Mejora del rating: Una prueba clara de que España se ve diferente en los mercados fue la mejora sobre el rating que recientemente hizo Moody’s. Ha sido la primera gran agencia de calificación de riesgos en elevar la nota de la deuda soberana del país, alejándola del bono basura, y pasando la perspectiva de ‘estable’ a ‘positiva’.

Esta decisión abre la puerta a que el resto de agencias de rating (S&P y Fitch) hagan lo propio. En opinión de Miguel Ángel Paz, de Unicorp Patrimonio, “salvo que haya nuevas revisiones al alza de nuestro rating, cosa que no parece que se produzca a corto plazo, lo más probable es que el objetivo de nuestra prima de riesgo se estabilice entre 135 y 150 puntos básicos”.

Baja inflación: La inflación española se acerca a tasas negativas. En febrero, el IPC cayó un 0,1% interanual, según el indicador adelantado del INE. “A menor inflación, la rentabilidad de la deuda se ajusta a la baja”, explica Pingarrón.

El bono alemán atrae menos: La deuda periférica se estrecha hasta nuevos mínimos, entre otras razones, por la subida del interés del bund alemán de referencia hasta el entorno del 1,63%. De hecho, Alemania emitió ayer letras a 6 meses con rentabilidades superiores a las de la anterior subasta.

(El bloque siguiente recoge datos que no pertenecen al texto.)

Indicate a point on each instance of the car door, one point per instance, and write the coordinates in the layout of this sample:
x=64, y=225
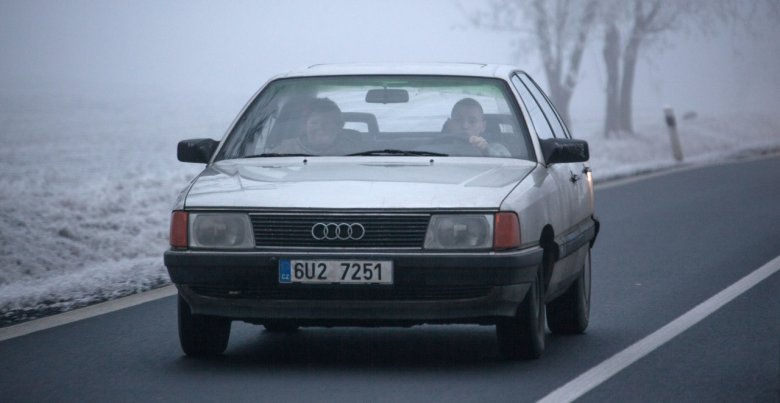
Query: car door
x=582, y=204
x=564, y=202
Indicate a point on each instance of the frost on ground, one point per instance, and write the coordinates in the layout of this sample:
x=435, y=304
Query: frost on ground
x=88, y=185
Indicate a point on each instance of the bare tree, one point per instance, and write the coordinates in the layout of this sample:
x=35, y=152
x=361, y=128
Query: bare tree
x=644, y=22
x=558, y=28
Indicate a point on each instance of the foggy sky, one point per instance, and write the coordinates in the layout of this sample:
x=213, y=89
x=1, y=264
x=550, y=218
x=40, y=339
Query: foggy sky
x=106, y=47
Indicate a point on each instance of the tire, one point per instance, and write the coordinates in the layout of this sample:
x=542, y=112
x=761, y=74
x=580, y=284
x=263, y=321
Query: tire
x=523, y=336
x=202, y=335
x=280, y=327
x=570, y=313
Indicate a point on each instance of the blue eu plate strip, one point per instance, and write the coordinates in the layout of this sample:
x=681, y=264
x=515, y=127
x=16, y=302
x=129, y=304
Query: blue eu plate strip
x=285, y=276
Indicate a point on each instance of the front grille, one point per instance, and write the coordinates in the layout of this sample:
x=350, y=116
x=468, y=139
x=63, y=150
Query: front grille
x=343, y=292
x=381, y=231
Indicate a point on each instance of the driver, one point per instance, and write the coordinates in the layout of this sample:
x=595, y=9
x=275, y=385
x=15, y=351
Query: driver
x=322, y=128
x=467, y=120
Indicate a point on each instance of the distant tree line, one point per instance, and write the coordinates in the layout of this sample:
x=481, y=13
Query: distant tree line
x=560, y=30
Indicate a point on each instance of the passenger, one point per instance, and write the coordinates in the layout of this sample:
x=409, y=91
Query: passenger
x=322, y=129
x=468, y=121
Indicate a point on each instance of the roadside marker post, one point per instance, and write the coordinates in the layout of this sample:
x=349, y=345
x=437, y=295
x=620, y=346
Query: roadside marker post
x=671, y=123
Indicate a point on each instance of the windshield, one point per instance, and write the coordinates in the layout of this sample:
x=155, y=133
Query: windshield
x=381, y=115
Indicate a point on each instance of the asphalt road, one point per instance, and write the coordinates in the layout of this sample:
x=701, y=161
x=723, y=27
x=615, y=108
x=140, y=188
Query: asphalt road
x=667, y=244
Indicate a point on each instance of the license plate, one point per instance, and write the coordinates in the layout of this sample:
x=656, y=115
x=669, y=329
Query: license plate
x=336, y=271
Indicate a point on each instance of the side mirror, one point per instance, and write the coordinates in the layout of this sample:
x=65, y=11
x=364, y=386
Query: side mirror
x=196, y=150
x=558, y=151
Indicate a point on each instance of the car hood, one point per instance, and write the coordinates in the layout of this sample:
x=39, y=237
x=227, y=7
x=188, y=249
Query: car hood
x=357, y=182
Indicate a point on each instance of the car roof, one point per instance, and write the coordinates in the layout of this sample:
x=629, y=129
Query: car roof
x=445, y=69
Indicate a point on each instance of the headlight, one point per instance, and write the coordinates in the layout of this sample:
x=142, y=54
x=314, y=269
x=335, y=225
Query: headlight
x=460, y=231
x=220, y=230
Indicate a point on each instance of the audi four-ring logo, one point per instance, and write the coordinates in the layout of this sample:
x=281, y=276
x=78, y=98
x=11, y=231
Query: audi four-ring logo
x=341, y=231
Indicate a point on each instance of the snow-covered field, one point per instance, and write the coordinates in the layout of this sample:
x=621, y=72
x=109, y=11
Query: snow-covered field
x=87, y=184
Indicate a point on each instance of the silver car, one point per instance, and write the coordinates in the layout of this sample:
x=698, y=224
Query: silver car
x=387, y=195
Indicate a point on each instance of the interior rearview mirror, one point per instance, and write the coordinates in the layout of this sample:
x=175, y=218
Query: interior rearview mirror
x=196, y=150
x=387, y=96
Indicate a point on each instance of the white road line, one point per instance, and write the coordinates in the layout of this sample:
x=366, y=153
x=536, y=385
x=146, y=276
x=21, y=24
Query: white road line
x=601, y=372
x=83, y=313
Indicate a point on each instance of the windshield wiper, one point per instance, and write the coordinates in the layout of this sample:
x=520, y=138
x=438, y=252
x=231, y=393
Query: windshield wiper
x=277, y=155
x=399, y=152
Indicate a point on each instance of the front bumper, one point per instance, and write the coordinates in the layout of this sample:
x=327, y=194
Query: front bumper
x=428, y=287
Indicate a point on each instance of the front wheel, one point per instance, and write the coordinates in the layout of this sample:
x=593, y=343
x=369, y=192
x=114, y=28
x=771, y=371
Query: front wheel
x=202, y=335
x=522, y=336
x=570, y=313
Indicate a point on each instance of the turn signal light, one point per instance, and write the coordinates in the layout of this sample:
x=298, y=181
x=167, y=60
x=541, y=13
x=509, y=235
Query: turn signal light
x=179, y=229
x=506, y=231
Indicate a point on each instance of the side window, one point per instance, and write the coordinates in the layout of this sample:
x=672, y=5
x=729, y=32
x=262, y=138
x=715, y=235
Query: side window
x=543, y=129
x=552, y=117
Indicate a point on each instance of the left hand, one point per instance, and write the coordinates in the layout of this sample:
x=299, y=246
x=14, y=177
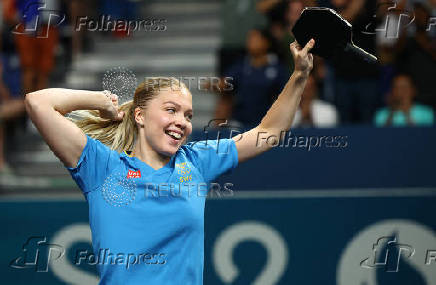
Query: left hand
x=303, y=59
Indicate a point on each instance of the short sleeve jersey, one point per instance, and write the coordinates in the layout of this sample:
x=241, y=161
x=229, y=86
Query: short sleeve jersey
x=148, y=225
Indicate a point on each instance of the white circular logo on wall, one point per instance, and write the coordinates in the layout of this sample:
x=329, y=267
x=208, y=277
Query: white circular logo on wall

La rentabilidad y el precio de los bonos tienen una relación inversa, de manera que un aumento de los tipos supone una bajada de los precios, normalmente porque hay una menor demanda. En el caso de Alemania esta tendencia se debe sobre todo a la crisis de Ucrania, que afecta especialmente a la locomotora europea, con muchos intereses económicos en el Este de Europa. Y para muestra otro botón: si hace 15 días la diferencia entre el Dax y el Ibex 35 era de 500 puntos, ahora es de 1.000 puntos, con el índice alemán en los 9.200 enteros y el selectivo madrileño en los 10.200.

Por su parte, el Tesoro español está saldando con éxito las últimas subastas al ser capaz de colocar altas cantidades de deuda entre los inversores y ofreciendo rentabilidades cada vez más bajas. Hoy ha vuelto a reducir a mínimos históricos los intereses de las letras a 6 y 12 meses.

Alternativas de inversión: Los inversores asisten a un momento en el que la renta variable se intenta recuperar de un par de sustos y la rentabilidad de los depósitos está por los suelos. Así, ahora mismo las alternativas de inversión pasan por la renta fija, sobre todo la de los países periféricos. Para José Luis Martínez Campuzano, estratega de Citi en España, en este caso la explicación no es el apetito por el riesgo sino la de "depositar el dinero hasta que haya más certidumbre".